I have more experience in this realm than I care to admit. My advice would be to make sure the statement, above all, is in your own voice. Also in most cases, but not all: smooth over wordy, self-depricating over self-aggrandizing, poise over arrogance, wit over humor, details over generalities, and tastes great over less-filling. Furthermore, circumvent the utilization of superfluous expressions and prose (nothing sounds as absurd or highlights your intellectual insecurity more than talking out of a thesaurus). And of course, mind your Ps and Qs (don't talk about guns, abortion, israel, or the Yankees). Also don't let "English" majors give you too much advice as far as theme and content are concerned -few of the worlds great writers were English majors. Have these people proof it for errors.
 
Tails you lose said:
Sorry, I disagree. I wrote my essay as if it were a letter to the reviewer. Because that's really what it is. This is not a contest in English composition. Be direct and concise. Cute anecdotes, metaphors, gratuitous illustration, and other demonstrations of "creativity" are inappropriate. Tails

Tails...while I agree that essentially you are speaking to the ADCOM as an audience, and they will be the only ones reading the essay, I have NEVER talked with an ADCOM that said the statement should be formatted like a letter.

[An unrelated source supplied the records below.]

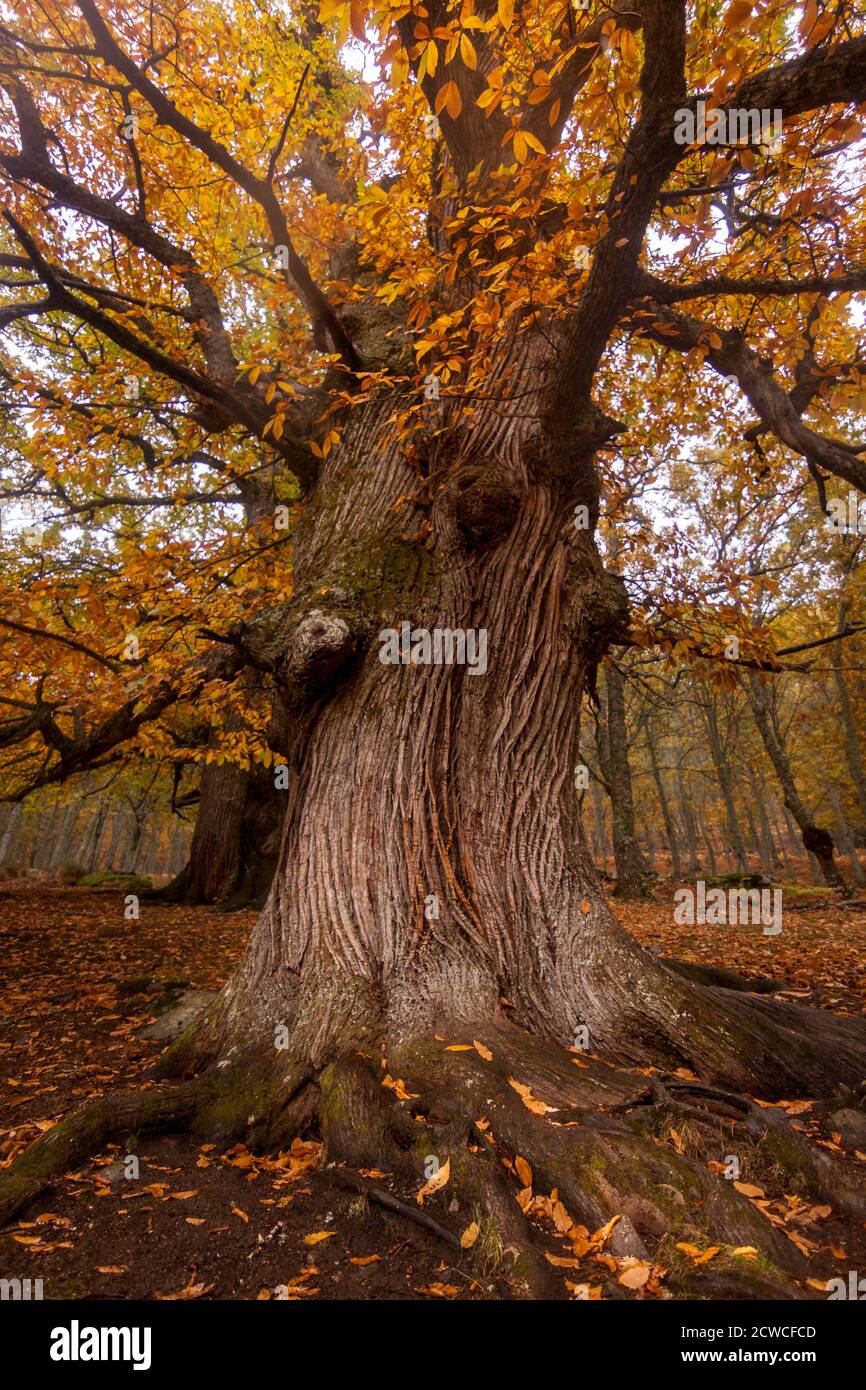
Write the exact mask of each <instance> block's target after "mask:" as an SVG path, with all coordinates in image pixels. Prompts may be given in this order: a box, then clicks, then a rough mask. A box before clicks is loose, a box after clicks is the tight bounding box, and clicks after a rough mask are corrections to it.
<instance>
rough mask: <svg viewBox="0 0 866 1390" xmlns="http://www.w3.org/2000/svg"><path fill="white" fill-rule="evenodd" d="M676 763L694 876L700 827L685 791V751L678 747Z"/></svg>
mask: <svg viewBox="0 0 866 1390" xmlns="http://www.w3.org/2000/svg"><path fill="white" fill-rule="evenodd" d="M674 763H676V769H677V798H678V802H680V816H681V819H683V826H684V827H685V847H687V849H688V865H687V873H688V874H691V876H694V874H696V873H698V828H696V824H695V815H694V810H692V803H691V801H689V798H688V795H687V792H685V783H684V780H683V753H681V752H680V749H678V748H674Z"/></svg>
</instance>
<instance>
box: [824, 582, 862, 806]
mask: <svg viewBox="0 0 866 1390" xmlns="http://www.w3.org/2000/svg"><path fill="white" fill-rule="evenodd" d="M847 621H848V603H847V602H845V603H840V612H838V624H837V627H838V630H840V631H841V630H842V628H844V627H845V624H847ZM830 660H831V663H833V680H834V684H835V692H837V698H838V703H840V714H841V717H842V734H844V738H845V758H847V759H848V771H849V773H851V781H852V783H853V790H855V794H856V799H858V806H859V810H860V817H862V824H863V826H865V827H866V767H865V766H863V755H862V753H860V741H859V738H858V731H856V724H855V720H853V710H852V709H851V696H849V694H848V685H847V682H845V674H844V670H842V644H841V642H831V644H830Z"/></svg>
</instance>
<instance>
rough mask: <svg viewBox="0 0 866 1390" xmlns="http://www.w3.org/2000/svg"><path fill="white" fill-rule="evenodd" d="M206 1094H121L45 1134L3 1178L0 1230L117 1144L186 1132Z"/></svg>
mask: <svg viewBox="0 0 866 1390" xmlns="http://www.w3.org/2000/svg"><path fill="white" fill-rule="evenodd" d="M204 1090H206V1083H203V1081H197V1080H196V1081H185V1083H182V1084H179V1086H172V1087H170V1088H164V1090H156V1091H117V1093H115V1094H114V1095H103V1097H100V1099H97V1101H92V1102H90V1104H89V1105H86V1106H85V1109H82V1111H79V1112H78V1113H75V1115H71V1116H70V1118H68V1119H65V1120H63V1122H61V1123H60V1125H56V1126H54V1127H53V1129H50V1130H47V1131H46V1133H44V1134H40V1136H39V1138H38V1140H36V1141H35V1143H33V1144H31V1147H29V1148H28V1150H26V1151H25V1152H24V1154H21V1155H19V1156H18V1158H17V1159H15V1162H14V1163H13V1166H11V1168H10V1169H7V1170H6V1172H4V1173H1V1175H0V1226H4V1225H6V1223H7V1222H8V1220H11V1218H13V1216H15V1215H17V1212H19V1211H21V1208H22V1207H26V1205H28V1202H31V1201H33V1198H35V1197H38V1195H39V1193H42V1191H43V1188H44V1187H47V1186H49V1183H50V1181H51V1180H53V1179H54V1177H57V1176H60V1175H61V1173H64V1172H67V1170H68V1169H70V1168H74V1166H75V1165H76V1163H78V1162H81V1159H82V1158H88V1155H90V1154H93V1152H96V1151H97V1150H100V1148H101V1147H103V1145H104V1144H108V1143H110V1141H111V1140H115V1138H121V1137H125V1136H128V1134H154V1133H158V1131H161V1130H163V1131H164V1130H174V1129H183V1126H185V1125H188V1123H189V1120H190V1119H192V1116H193V1112H195V1109H196V1106H197V1105H199V1104H200V1101H202V1098H203V1095H204Z"/></svg>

Some things I have heard directly from adcoms:
1) I like statements that are creative and memorable. nothing is worse than reading 100 personal statements that all sound the same.
2) I have heard from multiple adcoms that they like memorable stories. It helps them remember you from the rest of the sea of applicants. (thus I included the firefighting story in my essay)
3) The adcoms look at the statement as an evaluation of your communications skills. While almost everyone considers themselves to be good communicators, others clearly are more effective communicators. 👍
 
I think both the creative and letter-to-the-adcom approaches can be very effective. Although I do tend more toward the creative side, my personal statement on dental school apps was more of a well-reasoned-out explanation of why I think I'd make an ideal candidate for dental school. The entrance essay to the college from which I ultimately graduated, though, was a little more risqu? in that it was two sentences long and read like free-form poetry. With any luck, I'll soon be able to report first-hand that the letter-to-the-adcom format can be successful as well...
 
I like this post so I thought I'd share mine. I've actually got two from different essays.

Pop quiz! It?s a skill where manual dexterity is a necessity, three-dimensional visualization is critical for success, and requires years of practice and dedication. What is it? Pat yourself on the back if you think I was talking about art. For those of you who thought I was talking about dentistry you can also pat yourselves on the back. It appears that art and dentistry share more in common that one might think. Both skills are simultaneously challenging and deeply satisfying.

and the second went...


I wonder if Pablo Picasso ever considered becoming a dentist? Seriously! This thought crossed my mind just the other day as I finished the final brush strokes on my most recent painting. Believe it or not the skills of art are as applicable to the crown of a tooth as they are to an empty canvas. Both fields demand excellent manual dexterity, practice and dedication, and taking vision to reality.

Both are art related because its something I enjoy, and I tried to make them catchy.